His argument rests on two key transformations: the replacement of traditional markets with digital “fiefdoms” controlled by companies like Amazon and Google, and the shift from profit generated by production to “cloud rent” extracted by platform owners simply for granting access.
In this new system, users become “cloud serfs” whose unpaid digital labor fuels the algorithms, and even traditional capitalists are reduced to “vassals” paying tribute to the new feudal lords, the “cloudalists.”
The book has been praised as stimulating and accessible, using vivid analogies to explain complex economic shifts. However, it has also been heavily critiqued, with many arguing that the feudal analogy is ahistorical and that what Varoufakis describes is better understood as an extreme form of monopoly capitalism rather than a wholly new system.
From a Christian perspective, the analysis of technofeudalism resonates deeply with concerns about human dignity, community, and idolatry. The concept of “cloud serfs” aligns with a Christian critique of systems that reduce human beings to mere data points and sources of unpaid labor, undermining the inherent dignity and worth bestowed upon each person as Imago Dei, or as made in the image of God.
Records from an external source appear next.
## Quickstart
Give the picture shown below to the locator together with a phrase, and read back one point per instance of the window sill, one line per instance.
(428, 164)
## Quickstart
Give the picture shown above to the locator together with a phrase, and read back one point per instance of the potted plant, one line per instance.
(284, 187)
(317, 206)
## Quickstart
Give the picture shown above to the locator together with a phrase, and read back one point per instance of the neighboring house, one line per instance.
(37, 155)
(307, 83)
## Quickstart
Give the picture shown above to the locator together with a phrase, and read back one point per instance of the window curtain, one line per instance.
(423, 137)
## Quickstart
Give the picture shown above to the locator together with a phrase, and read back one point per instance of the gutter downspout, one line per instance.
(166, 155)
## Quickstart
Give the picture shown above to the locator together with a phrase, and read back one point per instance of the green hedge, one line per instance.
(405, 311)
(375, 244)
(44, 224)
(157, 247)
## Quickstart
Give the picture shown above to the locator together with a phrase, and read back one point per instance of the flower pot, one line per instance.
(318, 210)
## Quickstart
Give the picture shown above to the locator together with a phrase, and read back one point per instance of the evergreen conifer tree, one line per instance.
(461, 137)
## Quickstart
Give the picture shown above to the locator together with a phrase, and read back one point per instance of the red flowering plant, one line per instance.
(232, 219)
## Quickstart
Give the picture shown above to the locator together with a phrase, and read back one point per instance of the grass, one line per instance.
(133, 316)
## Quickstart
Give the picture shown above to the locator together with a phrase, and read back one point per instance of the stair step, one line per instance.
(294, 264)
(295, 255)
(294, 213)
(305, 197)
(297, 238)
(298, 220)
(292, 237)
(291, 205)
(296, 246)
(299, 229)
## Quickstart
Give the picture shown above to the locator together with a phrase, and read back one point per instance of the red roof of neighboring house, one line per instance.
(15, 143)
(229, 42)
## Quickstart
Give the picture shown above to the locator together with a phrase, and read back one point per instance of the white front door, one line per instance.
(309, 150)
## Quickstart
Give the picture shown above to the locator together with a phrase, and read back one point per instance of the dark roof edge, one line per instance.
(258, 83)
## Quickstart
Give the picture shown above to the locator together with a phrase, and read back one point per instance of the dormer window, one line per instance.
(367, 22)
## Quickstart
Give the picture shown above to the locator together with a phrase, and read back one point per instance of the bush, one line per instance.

The extractive nature of “cloud rent” can be seen as a modern form of exploitation, condemned by biblical principles of economic justice, fair wages, and warnings against the love of money as a root of all kinds of evil.
We might also identify the concentration of power in the hands of “cloudalists” as a form of idolatry, where technology and the platforms themselves become modern-day “principalities and powers” that compel allegiance and have the power to distort human destiny and agency.
The digital fiefdoms Varoufakis describes often foster isolation, envy, and anxiety, eroding the fabric of genuine community that should be central to Christian life, and indeed the church fostered widely within society until comparatively recently.
While Varoufakis proposes a “cloud rebellion” based on democratic control, a Christian response would emphasize the need for a deeper, moral conversion that prioritizes the common good over individualistic consumption and champions solidarity wwith the marginalized who are most exploited by this new system.
The solution is not merely political but also spiritual, calling for a renewal of conscience that recognizes the proper place of technology as a tool to serve humanity, not to rule over it.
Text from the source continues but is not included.